Генетическая делеция кинезина-7 и CENP обычно приводит к остановке клеточного цикла и гибели клеток. Построение стабильных клеточных линий с нокаутом CENP является важной нерешенной проблемой в биологии CENP. В этом исследовании мы получили нокаутные клетки HeLa CENP с помощью системы CRISPR/Cas9 и разработали три оптимизированные стратегии скрининга.

В последнее время несколько технологий редактирования генома, в том числе нуклеазы с цинковыми пальцами, эффекторные нуклеазы, подобные активатору транскрипции, и то, как мы производим наши нуклеазы, были разработаны для расщепления геномов в определенном размере. Технология нокаута генов CRISPR/Cas9 произвела революцию в биологии, биотехнологии и медицине. CENP необходим для прикрепления кинетохоров к микротрубочкам и выравнивания хромосом.

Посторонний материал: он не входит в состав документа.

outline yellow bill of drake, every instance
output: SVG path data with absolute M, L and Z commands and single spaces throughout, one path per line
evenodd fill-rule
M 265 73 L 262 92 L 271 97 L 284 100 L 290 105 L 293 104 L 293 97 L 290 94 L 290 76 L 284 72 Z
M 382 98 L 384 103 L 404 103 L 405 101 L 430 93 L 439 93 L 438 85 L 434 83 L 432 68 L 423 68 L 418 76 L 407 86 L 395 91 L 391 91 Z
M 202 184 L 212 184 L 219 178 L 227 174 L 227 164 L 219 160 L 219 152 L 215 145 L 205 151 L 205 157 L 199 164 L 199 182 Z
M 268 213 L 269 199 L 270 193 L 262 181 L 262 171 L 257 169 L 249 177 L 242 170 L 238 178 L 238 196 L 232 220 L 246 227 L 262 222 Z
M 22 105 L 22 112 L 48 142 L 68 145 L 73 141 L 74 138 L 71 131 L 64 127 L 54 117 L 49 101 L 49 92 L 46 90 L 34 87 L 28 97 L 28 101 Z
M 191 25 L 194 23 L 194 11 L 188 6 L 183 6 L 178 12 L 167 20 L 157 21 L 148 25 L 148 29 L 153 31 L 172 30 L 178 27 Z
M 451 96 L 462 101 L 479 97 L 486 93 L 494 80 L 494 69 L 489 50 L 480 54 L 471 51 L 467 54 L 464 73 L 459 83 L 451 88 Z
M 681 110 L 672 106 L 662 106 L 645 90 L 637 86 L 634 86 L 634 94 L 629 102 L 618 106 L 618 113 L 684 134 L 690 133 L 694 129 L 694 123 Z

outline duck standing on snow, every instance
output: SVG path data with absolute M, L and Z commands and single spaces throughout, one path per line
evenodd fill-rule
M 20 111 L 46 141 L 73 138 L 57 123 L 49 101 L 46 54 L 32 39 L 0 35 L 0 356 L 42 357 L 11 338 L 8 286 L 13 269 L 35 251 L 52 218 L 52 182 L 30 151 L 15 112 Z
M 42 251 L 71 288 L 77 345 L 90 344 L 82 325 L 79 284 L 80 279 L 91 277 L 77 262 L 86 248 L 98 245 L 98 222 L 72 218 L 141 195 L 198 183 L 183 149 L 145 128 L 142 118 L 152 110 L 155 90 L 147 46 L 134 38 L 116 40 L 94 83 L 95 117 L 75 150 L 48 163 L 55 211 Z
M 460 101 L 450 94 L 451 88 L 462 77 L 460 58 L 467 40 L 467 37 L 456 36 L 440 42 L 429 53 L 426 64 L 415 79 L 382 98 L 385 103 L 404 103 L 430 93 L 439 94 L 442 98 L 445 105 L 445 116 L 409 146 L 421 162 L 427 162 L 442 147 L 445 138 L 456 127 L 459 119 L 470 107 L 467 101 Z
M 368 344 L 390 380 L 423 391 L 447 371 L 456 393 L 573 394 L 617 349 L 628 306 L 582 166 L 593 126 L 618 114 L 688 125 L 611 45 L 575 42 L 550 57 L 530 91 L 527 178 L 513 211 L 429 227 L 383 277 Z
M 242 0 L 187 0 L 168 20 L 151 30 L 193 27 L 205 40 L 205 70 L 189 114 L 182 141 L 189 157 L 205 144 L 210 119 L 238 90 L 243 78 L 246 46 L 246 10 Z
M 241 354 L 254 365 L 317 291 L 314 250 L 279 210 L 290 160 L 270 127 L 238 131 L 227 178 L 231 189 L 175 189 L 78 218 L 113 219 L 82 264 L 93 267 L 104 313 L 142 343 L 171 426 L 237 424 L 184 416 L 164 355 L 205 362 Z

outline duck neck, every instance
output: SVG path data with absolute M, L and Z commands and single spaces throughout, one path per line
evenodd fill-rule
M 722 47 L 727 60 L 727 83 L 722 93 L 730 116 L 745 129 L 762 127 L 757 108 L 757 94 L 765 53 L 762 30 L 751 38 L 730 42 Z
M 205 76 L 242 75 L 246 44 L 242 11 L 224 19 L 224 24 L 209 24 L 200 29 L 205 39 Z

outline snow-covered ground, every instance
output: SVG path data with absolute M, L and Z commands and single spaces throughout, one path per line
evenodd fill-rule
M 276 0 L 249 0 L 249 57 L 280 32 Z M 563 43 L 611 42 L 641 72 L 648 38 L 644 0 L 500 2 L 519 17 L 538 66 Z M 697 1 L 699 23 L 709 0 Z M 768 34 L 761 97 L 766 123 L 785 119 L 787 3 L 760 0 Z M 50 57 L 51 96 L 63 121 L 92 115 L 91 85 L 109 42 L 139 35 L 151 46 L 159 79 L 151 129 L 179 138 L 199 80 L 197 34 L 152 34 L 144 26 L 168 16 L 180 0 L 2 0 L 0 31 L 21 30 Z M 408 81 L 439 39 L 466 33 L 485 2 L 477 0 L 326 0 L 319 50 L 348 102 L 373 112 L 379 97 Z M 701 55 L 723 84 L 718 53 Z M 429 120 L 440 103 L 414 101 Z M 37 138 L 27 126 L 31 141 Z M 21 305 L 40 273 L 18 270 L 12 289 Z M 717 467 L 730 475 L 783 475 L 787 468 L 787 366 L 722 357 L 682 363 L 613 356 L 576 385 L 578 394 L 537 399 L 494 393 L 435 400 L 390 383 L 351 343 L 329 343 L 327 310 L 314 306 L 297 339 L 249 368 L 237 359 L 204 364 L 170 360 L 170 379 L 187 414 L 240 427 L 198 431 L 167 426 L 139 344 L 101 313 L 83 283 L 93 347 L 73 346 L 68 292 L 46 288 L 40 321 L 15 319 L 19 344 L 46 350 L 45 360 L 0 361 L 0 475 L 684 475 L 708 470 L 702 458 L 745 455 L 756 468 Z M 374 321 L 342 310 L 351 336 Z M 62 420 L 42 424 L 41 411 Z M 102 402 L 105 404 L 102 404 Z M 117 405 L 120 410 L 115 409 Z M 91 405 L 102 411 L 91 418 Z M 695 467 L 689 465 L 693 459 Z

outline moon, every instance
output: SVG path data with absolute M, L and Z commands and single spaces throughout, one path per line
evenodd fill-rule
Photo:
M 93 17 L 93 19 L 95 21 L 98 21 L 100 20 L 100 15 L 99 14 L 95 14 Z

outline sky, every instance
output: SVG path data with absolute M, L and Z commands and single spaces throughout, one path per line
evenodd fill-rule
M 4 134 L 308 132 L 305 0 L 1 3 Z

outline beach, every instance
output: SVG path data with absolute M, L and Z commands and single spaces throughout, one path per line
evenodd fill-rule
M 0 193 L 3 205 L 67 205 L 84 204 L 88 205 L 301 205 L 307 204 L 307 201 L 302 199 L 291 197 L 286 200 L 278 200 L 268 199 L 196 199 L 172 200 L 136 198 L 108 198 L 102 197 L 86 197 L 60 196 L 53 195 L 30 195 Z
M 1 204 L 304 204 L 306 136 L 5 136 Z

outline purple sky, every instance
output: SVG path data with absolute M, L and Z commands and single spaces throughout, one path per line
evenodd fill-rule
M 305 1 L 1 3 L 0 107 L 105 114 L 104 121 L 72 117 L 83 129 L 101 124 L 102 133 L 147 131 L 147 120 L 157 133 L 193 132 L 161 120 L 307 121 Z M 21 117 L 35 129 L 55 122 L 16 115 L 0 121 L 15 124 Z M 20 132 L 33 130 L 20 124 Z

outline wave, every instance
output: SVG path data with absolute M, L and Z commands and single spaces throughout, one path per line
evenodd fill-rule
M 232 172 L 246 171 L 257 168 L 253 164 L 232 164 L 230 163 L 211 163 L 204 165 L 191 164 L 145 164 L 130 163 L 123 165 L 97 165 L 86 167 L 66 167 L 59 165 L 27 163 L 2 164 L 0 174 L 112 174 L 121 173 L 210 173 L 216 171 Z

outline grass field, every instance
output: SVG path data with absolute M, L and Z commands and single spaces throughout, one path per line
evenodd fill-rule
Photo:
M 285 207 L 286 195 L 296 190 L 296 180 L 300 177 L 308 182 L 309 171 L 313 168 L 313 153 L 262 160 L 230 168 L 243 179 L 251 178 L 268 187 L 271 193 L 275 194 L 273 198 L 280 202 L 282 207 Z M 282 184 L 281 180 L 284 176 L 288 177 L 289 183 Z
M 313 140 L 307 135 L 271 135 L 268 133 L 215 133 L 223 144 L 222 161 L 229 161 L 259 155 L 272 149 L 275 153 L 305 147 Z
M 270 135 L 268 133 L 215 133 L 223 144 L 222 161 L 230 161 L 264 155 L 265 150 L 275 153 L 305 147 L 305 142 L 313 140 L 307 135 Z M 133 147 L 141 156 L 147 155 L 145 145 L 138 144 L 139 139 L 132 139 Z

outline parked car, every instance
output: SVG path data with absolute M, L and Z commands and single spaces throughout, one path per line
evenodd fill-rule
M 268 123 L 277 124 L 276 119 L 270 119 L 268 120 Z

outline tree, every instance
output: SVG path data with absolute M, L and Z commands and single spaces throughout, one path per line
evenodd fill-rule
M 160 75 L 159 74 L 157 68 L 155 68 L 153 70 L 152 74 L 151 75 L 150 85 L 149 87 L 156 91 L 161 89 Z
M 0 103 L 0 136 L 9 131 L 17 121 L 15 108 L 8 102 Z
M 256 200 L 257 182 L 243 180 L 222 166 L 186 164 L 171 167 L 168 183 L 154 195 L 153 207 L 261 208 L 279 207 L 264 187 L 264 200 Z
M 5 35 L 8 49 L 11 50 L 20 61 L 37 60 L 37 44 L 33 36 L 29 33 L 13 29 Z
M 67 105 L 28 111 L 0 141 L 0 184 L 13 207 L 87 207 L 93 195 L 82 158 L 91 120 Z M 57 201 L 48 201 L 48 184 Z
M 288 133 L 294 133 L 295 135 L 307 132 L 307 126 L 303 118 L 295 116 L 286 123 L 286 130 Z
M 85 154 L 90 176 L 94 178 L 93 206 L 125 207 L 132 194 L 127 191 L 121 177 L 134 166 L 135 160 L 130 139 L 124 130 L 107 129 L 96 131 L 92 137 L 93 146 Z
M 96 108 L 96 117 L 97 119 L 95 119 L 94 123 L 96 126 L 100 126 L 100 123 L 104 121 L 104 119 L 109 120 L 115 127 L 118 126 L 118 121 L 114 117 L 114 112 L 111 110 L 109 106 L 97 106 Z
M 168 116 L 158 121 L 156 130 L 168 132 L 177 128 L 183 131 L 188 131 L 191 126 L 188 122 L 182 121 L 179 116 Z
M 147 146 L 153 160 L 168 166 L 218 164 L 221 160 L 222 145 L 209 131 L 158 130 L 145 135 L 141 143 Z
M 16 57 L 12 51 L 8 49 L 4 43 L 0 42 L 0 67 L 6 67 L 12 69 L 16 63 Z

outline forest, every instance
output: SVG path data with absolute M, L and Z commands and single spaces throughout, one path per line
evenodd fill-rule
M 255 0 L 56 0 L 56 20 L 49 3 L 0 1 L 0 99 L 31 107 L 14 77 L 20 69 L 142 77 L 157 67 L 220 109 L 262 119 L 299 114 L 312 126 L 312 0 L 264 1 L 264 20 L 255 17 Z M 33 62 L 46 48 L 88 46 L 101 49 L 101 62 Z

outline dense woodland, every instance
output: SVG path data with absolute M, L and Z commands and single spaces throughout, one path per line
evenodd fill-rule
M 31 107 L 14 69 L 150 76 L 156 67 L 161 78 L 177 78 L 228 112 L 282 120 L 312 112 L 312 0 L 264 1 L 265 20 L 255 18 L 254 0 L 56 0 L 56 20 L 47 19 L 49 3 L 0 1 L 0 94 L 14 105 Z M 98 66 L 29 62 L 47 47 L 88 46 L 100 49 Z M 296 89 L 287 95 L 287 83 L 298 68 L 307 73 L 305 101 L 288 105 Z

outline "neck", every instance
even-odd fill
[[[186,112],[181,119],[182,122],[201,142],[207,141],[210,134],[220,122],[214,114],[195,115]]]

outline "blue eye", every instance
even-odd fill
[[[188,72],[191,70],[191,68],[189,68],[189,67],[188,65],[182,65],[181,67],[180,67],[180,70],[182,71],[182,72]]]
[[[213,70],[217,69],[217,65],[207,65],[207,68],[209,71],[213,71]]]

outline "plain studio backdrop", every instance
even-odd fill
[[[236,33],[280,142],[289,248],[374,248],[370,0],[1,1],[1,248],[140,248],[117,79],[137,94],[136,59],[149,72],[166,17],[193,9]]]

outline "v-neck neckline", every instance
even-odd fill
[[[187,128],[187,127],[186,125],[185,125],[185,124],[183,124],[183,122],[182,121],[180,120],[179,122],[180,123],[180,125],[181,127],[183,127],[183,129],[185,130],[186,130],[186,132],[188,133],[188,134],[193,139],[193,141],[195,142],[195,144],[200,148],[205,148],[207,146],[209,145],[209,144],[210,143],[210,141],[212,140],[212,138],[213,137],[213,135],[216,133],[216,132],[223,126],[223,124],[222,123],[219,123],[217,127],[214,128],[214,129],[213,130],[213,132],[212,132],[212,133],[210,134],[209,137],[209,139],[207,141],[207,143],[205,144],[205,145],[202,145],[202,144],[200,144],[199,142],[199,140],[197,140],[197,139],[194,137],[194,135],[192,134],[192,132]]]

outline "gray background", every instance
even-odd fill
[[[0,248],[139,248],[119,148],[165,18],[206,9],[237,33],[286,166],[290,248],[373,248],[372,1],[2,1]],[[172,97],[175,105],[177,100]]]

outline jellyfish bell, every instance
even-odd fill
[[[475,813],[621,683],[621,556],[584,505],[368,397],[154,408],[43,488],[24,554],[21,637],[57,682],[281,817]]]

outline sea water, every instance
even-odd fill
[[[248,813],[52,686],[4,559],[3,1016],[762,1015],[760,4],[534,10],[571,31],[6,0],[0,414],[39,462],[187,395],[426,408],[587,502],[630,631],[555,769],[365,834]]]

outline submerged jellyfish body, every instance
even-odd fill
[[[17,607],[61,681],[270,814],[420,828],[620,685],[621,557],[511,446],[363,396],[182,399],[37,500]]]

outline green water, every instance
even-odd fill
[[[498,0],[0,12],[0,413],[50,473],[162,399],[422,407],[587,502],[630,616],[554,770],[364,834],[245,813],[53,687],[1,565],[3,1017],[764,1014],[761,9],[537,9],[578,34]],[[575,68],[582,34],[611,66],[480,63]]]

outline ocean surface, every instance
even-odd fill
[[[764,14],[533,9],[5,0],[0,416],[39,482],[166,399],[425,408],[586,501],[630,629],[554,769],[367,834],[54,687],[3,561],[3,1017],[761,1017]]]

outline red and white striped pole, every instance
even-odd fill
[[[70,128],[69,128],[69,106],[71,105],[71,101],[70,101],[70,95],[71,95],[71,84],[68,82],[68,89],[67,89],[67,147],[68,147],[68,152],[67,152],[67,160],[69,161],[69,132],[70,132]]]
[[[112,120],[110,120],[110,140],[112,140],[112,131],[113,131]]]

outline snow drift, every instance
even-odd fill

Нарушение CENP, будь то путем микроинъекции антител, делеции sgRNC, химического ингибирования или генетической делеции, приводит к смещению хромосом, митотическим дефектам и часто гибели клеток, что усложняет изучение белковых механизмов CENP. В этом исследовании были разработаны три оптимизированные стратегии скрининга, основанные на фенотипах, включая скрининг клеточных колоний, выравнивание фенотипов хромосом и интенсивность флуоресценции белков CENP, что повысило эффективность скрининга и вероятность успеха эксперимента. Важно отметить, что делеция CENP приводит к смещению хромосом, аномальному расположению белков BubR1 и митотическим дефектам.

Режимы взаимодействия и молекулярные механизмы CENP и его ингибиторов являются важными направлениями исследований в клеточной биологии и исследованиях рака. В этом исследовании была установлена клеточная линия HeLa с нокаутом CENP в качестве ценного инструмента для валидации специфичности и токсичности ингибиторов CENP.